日付を左端に書いておいて、名前をその欄に書き直す。

「で、こっちが出洞用」

 同じように『出る時はこちら』と『消さないでください』と、日付と名前を書く欄の表がペンキで書かれたものを、反対側に設置する。

 岩に引っかける釘を打つのは重労働なのだが、コレはアレンダンにとっては造作も無い。


(スキル様々だよな)


「さて。分解」

 岩肌の特定の部分に意識を集中すると、3センチ角の範囲がゴソリと動いた。その部分だけがまるで砂のようにさらりと崩れる……が、砂は下に落ちずに震え出した。

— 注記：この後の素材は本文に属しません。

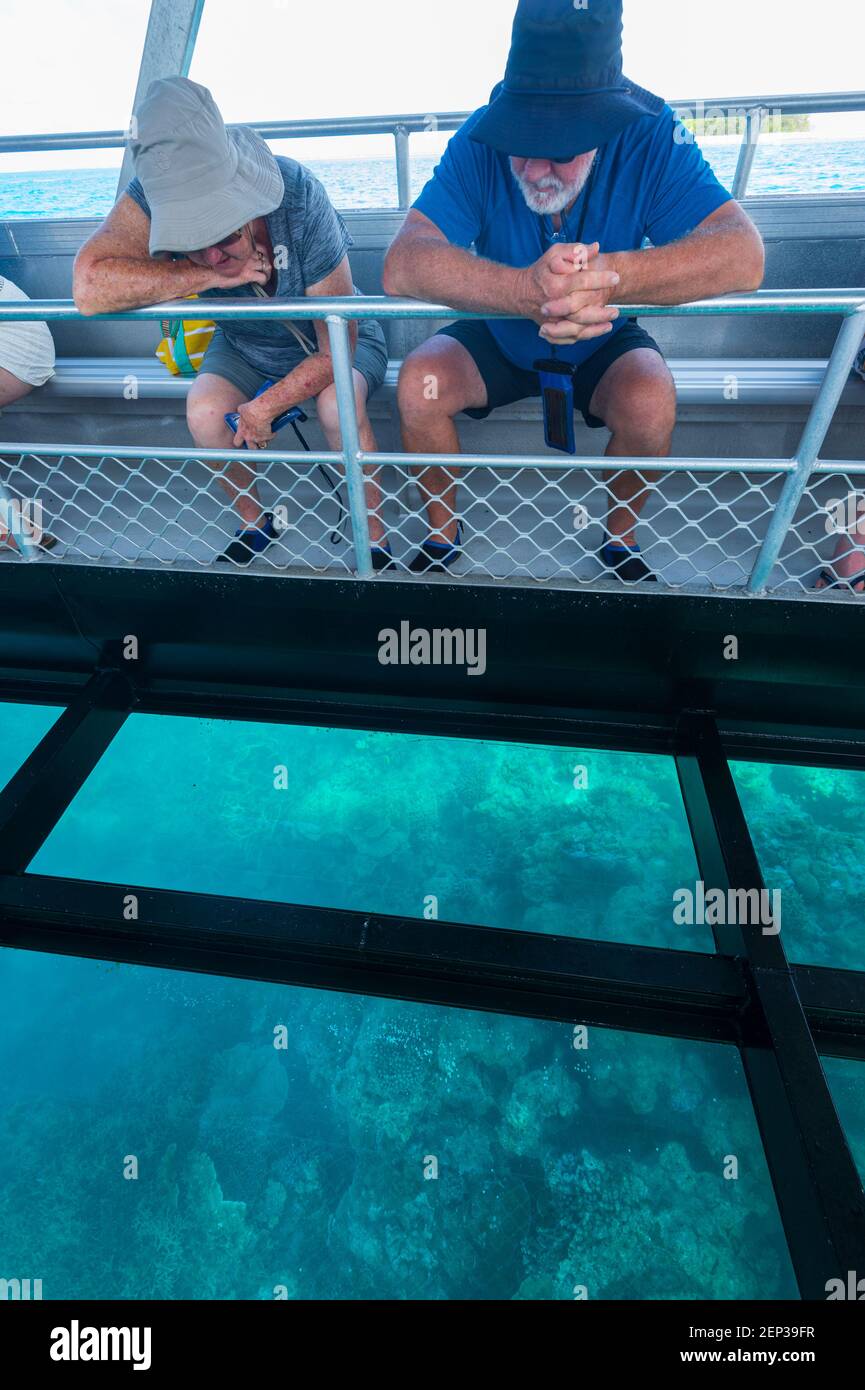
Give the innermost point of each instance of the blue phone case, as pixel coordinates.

 其処の真ん中に、アレンダンはL型の鉄の棒を突き刺す。


「再構築」

 震えていた砂がみるみるうちに粒子を大きくし、数秒で固まった。

 そうやって岩肌にガッチリ固定したフックに、黒板を取り付ける。とらない


 魔力をだいぶ使うので、変化させる量はあまり望めないのだが、物質を分解、再構築するのがアレンダンの自慢の特殊スキルだ。

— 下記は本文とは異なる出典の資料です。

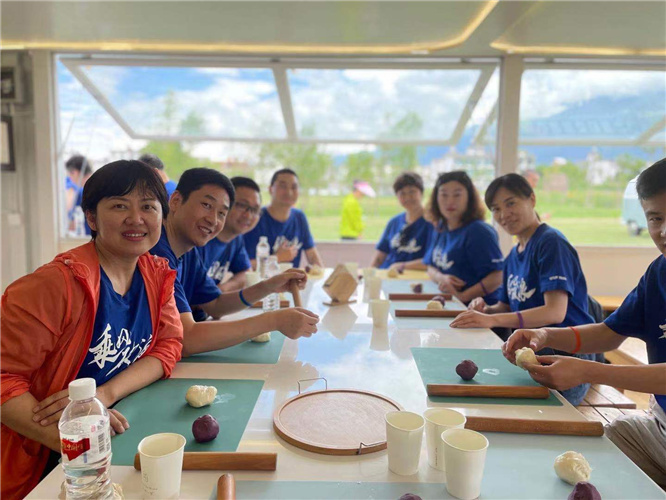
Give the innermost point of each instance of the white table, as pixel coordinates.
(349, 354)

 元々器用な方ではあるのだが、魔物や獲物の解体にも応用すると便利なのだ。他にも、錆びた剣を分解しある程度元に戻すことも可能だ。分解、再構築風する時の変化を見定めれば鑑定の真似事も出来る。

「魔力使うけどな」

 アレンダンの魔力量はさほど多くはない。魔術師になれるほどの量ではないと言われているし、本人も自覚している。だからこそ、魔力操作の訓練を重ねて、魔力を温存しているのだ。


「今日はやっぱり2階層に行きたいからな」

 ふんふんと鼻歌を歌っていたら、ダンジョンから数人の女性が出てきたので慌てて挨拶をした。


「泥パック用の泥をとってきたのよ〜」

「肌にいいのよ」

「宿の石鹸にも入ってるのよ」


 1人は命の水亭で働くファナだったので、何処で取れるのか、などを軽く世間話をしてから別れた。


「また後でね〜」

「はい、帰りは気をつけて」


 手を振って別れた後も、女性たちはチラチラとアレンを振り返るので、その度に手を振った。大体どんなことを言われているのかは分かっている。悪口でなければいいけどな、と心中は複雑だ。


「さてと」


 アレンダンは気を引き締めると、あっという間に鼻歌まじりにダンジョンの一階層を通り抜けた。泥パックの泥になるという石の場所は心のメモにしっかり書き留めて。